Holidays. In Israel, Jewish holidays are national holidays. Shops close for Shabbat and Yom Kippur. Sukkot is visible everywhere. Passover seders are a near-universal experience. In America, Jewish holidays are private observances that require opting out of the majority culture’s calendar.
Intermarriage. In America, approximately 60 percent of non-Orthodox Jews marry non-Jewish partners. In Israel, where the overwhelming majority of the population is Jewish, intermarriage rates are far lower. This demographic difference has profound implications for the long-term trajectories of the two communities.
The Growing Gap — and the Enduring Bond
Many observers describe a growing gap between Israeli and American Jews. Surveys show declining emotional attachment to Israel among younger American Jews. Disagreements over religious pluralism, the Palestinian conflict, and democratic values have strained the relationship. Some analysts worry that the two communities are drifting apart irreversibly.
But the bond is deeper than the disagreements. When Israel faces crisis, American Jews respond. When American Jews face antisemitism, Israelis feel it viscerally. Family ties, cultural connections, Birthright trips, and the shared weight of Jewish history continue to hold the relationship together.
The story of Israeli and American Jews is ultimately the story of a single people living in very different circumstances and arriving at very different conclusions about what Jewish life should look like. Both communities have created extraordinary things. Both face real challenges. And both need the other more than either usually admits.
Frequently Asked Questions
How many Jews live in Israel vs the United States?
As of the mid-2020s, Israel has approximately 7 million Jews and the United States has approximately 6 to 7.5 million, depending on how Jewish identity is defined. Together, these two communities account for roughly 80 to 85 percent of the world's Jews. Israel's Jewish population is growing faster due to higher birth rates and immigration (aliyah).
Why do Israeli and American Jews disagree about religion?
The religious landscapes are structured differently. American Judaism is organized into denominations — Orthodox, Conservative, Reform, Reconstructionist — each with its own institutions and rabbis. In Israel, there is no denominational system; the Orthodox rabbinate controls official religious life (marriage, conversion, burial), and most Israelis define themselves as secular, traditional, or religious without denominational labels. Most Israelis do not recognize the validity of Reform or Conservative Judaism, which are central to American Jewish life.
Are Israeli and American Jews growing apart?

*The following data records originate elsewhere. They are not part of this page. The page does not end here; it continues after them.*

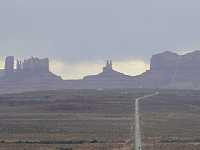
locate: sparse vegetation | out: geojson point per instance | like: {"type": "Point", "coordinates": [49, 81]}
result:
{"type": "Point", "coordinates": [90, 119]}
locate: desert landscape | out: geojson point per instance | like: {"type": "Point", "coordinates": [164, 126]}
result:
{"type": "Point", "coordinates": [98, 119]}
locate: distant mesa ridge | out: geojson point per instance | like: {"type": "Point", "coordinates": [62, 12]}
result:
{"type": "Point", "coordinates": [32, 69]}
{"type": "Point", "coordinates": [167, 70]}
{"type": "Point", "coordinates": [107, 74]}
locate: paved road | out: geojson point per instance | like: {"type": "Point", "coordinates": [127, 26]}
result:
{"type": "Point", "coordinates": [138, 141]}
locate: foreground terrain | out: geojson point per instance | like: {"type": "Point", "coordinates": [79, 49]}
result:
{"type": "Point", "coordinates": [98, 119]}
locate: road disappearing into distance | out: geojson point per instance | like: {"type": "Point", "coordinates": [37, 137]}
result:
{"type": "Point", "coordinates": [138, 140]}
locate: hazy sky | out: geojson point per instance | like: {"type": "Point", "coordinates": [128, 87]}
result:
{"type": "Point", "coordinates": [78, 35]}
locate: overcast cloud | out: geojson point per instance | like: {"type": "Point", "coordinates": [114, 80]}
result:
{"type": "Point", "coordinates": [86, 31]}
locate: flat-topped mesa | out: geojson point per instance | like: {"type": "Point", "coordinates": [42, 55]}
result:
{"type": "Point", "coordinates": [32, 68]}
{"type": "Point", "coordinates": [34, 64]}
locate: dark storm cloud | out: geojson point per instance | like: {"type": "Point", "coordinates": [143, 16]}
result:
{"type": "Point", "coordinates": [77, 30]}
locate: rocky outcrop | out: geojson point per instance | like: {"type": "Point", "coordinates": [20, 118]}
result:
{"type": "Point", "coordinates": [170, 70]}
{"type": "Point", "coordinates": [108, 74]}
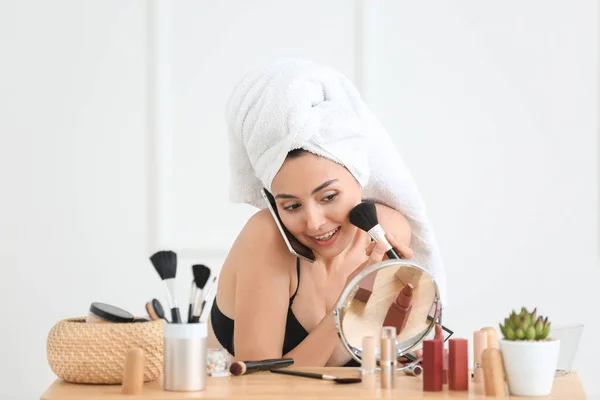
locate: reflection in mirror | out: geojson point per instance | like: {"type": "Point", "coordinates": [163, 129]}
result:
{"type": "Point", "coordinates": [395, 293]}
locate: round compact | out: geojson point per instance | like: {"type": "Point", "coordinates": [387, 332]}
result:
{"type": "Point", "coordinates": [105, 313]}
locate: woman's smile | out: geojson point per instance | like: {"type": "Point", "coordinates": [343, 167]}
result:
{"type": "Point", "coordinates": [326, 239]}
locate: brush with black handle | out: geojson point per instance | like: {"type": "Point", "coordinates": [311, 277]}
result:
{"type": "Point", "coordinates": [201, 274]}
{"type": "Point", "coordinates": [364, 216]}
{"type": "Point", "coordinates": [165, 263]}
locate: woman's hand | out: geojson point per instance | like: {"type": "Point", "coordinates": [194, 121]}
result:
{"type": "Point", "coordinates": [403, 250]}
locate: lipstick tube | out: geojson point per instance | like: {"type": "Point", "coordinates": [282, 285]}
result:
{"type": "Point", "coordinates": [458, 361]}
{"type": "Point", "coordinates": [479, 345]}
{"type": "Point", "coordinates": [399, 310]}
{"type": "Point", "coordinates": [433, 367]}
{"type": "Point", "coordinates": [388, 357]}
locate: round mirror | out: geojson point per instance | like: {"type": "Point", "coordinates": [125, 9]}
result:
{"type": "Point", "coordinates": [395, 293]}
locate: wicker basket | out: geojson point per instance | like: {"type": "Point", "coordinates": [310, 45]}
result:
{"type": "Point", "coordinates": [95, 353]}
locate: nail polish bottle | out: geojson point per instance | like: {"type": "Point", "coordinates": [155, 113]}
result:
{"type": "Point", "coordinates": [388, 359]}
{"type": "Point", "coordinates": [365, 287]}
{"type": "Point", "coordinates": [399, 310]}
{"type": "Point", "coordinates": [433, 368]}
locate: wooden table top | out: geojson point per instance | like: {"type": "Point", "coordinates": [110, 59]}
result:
{"type": "Point", "coordinates": [266, 385]}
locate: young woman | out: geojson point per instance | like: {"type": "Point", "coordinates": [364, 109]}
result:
{"type": "Point", "coordinates": [269, 304]}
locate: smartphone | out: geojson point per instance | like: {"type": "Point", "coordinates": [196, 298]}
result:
{"type": "Point", "coordinates": [293, 244]}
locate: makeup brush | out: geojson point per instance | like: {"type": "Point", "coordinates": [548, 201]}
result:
{"type": "Point", "coordinates": [247, 367]}
{"type": "Point", "coordinates": [364, 216]}
{"type": "Point", "coordinates": [155, 310]}
{"type": "Point", "coordinates": [209, 293]}
{"type": "Point", "coordinates": [165, 263]}
{"type": "Point", "coordinates": [201, 275]}
{"type": "Point", "coordinates": [316, 376]}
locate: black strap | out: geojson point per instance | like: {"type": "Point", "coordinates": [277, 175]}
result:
{"type": "Point", "coordinates": [297, 287]}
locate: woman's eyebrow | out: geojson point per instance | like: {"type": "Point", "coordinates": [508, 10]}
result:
{"type": "Point", "coordinates": [317, 189]}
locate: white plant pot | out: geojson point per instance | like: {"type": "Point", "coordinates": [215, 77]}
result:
{"type": "Point", "coordinates": [530, 366]}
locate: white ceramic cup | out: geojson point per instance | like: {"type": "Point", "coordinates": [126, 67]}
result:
{"type": "Point", "coordinates": [185, 357]}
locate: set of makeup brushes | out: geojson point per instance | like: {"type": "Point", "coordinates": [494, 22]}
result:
{"type": "Point", "coordinates": [165, 264]}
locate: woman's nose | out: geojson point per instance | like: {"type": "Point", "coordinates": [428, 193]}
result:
{"type": "Point", "coordinates": [314, 219]}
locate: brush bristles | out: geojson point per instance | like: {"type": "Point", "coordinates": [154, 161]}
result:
{"type": "Point", "coordinates": [364, 216]}
{"type": "Point", "coordinates": [237, 368]}
{"type": "Point", "coordinates": [201, 275]}
{"type": "Point", "coordinates": [158, 310]}
{"type": "Point", "coordinates": [165, 263]}
{"type": "Point", "coordinates": [150, 310]}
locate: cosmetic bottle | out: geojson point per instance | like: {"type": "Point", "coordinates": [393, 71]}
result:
{"type": "Point", "coordinates": [368, 367]}
{"type": "Point", "coordinates": [433, 368]}
{"type": "Point", "coordinates": [479, 346]}
{"type": "Point", "coordinates": [493, 372]}
{"type": "Point", "coordinates": [399, 310]}
{"type": "Point", "coordinates": [105, 313]}
{"type": "Point", "coordinates": [492, 337]}
{"type": "Point", "coordinates": [388, 357]}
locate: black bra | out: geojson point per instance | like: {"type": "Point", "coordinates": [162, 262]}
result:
{"type": "Point", "coordinates": [223, 327]}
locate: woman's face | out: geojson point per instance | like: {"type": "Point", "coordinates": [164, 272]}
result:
{"type": "Point", "coordinates": [314, 197]}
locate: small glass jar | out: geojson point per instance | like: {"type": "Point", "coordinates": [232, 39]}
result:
{"type": "Point", "coordinates": [101, 313]}
{"type": "Point", "coordinates": [218, 361]}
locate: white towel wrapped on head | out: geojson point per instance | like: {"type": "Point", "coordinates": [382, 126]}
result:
{"type": "Point", "coordinates": [295, 103]}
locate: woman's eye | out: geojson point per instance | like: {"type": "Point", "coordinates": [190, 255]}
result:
{"type": "Point", "coordinates": [291, 207]}
{"type": "Point", "coordinates": [330, 197]}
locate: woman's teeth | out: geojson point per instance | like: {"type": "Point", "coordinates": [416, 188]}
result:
{"type": "Point", "coordinates": [327, 235]}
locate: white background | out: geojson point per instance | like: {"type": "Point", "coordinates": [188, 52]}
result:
{"type": "Point", "coordinates": [113, 144]}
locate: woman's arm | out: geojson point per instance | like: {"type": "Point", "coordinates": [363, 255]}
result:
{"type": "Point", "coordinates": [394, 223]}
{"type": "Point", "coordinates": [320, 344]}
{"type": "Point", "coordinates": [262, 299]}
{"type": "Point", "coordinates": [262, 286]}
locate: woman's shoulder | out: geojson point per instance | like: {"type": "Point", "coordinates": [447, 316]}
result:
{"type": "Point", "coordinates": [394, 222]}
{"type": "Point", "coordinates": [259, 242]}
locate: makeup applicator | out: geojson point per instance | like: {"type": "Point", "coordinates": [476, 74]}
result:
{"type": "Point", "coordinates": [316, 376]}
{"type": "Point", "coordinates": [165, 263]}
{"type": "Point", "coordinates": [155, 310]}
{"type": "Point", "coordinates": [364, 216]}
{"type": "Point", "coordinates": [201, 275]}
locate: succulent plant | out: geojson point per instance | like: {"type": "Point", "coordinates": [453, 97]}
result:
{"type": "Point", "coordinates": [525, 326]}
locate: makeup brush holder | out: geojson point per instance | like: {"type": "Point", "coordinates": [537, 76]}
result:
{"type": "Point", "coordinates": [185, 357]}
{"type": "Point", "coordinates": [81, 352]}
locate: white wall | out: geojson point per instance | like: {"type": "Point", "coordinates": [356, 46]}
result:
{"type": "Point", "coordinates": [493, 107]}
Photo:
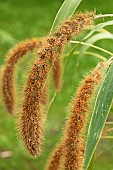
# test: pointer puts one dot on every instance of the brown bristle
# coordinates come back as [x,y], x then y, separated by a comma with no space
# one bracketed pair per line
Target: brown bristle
[8,74]
[74,141]
[57,73]
[47,56]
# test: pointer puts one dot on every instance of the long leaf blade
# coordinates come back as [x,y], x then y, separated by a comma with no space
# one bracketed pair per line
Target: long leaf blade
[101,109]
[95,38]
[98,27]
[65,12]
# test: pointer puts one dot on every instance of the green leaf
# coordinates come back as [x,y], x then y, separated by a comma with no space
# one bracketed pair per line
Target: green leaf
[100,112]
[65,12]
[94,38]
[6,37]
[98,27]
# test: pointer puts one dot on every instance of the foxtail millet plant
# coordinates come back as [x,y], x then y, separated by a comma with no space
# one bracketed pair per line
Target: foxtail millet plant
[31,123]
[13,56]
[70,153]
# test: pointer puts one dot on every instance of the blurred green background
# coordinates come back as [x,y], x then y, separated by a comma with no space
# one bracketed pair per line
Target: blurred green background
[33,18]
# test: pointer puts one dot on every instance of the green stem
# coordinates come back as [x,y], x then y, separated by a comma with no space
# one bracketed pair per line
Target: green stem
[91,163]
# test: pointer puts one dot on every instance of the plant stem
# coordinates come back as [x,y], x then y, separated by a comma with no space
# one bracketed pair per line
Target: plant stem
[103,16]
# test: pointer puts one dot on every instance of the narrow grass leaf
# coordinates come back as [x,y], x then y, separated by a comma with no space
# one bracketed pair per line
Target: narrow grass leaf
[95,38]
[100,112]
[65,12]
[98,27]
[6,37]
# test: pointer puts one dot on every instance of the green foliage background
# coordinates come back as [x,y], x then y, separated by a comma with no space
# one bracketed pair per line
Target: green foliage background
[26,19]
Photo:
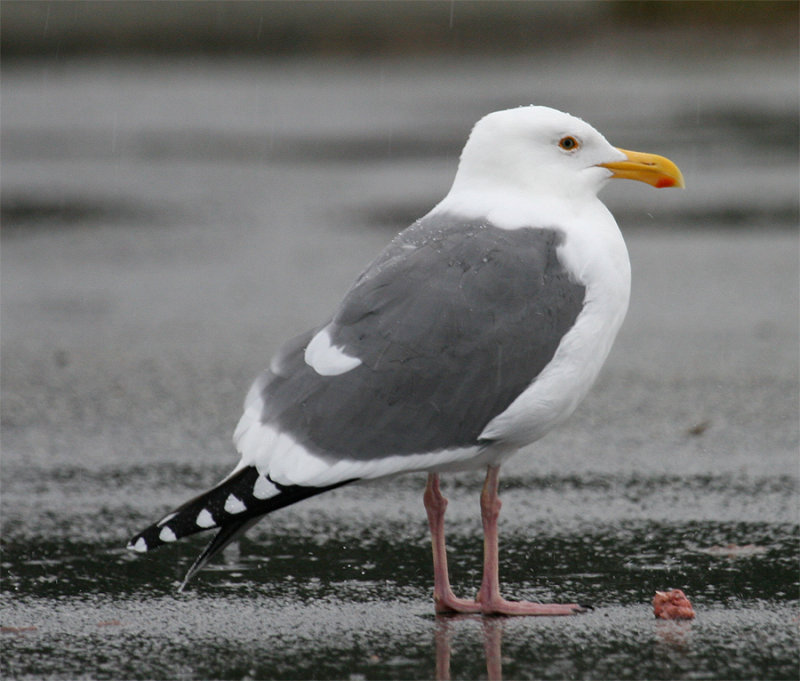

Many analysts observe a growing gap. Surveys show declining emotional attachment to Israel among younger American Jews, disagreements over Israeli government policies (particularly regarding the Palestinian conflict and religious pluralism), and fundamentally different understandings of Jewish identity. At the same time, cultural ties, family connections, and shared history continue to bind the communities. The relationship is strained but not broken.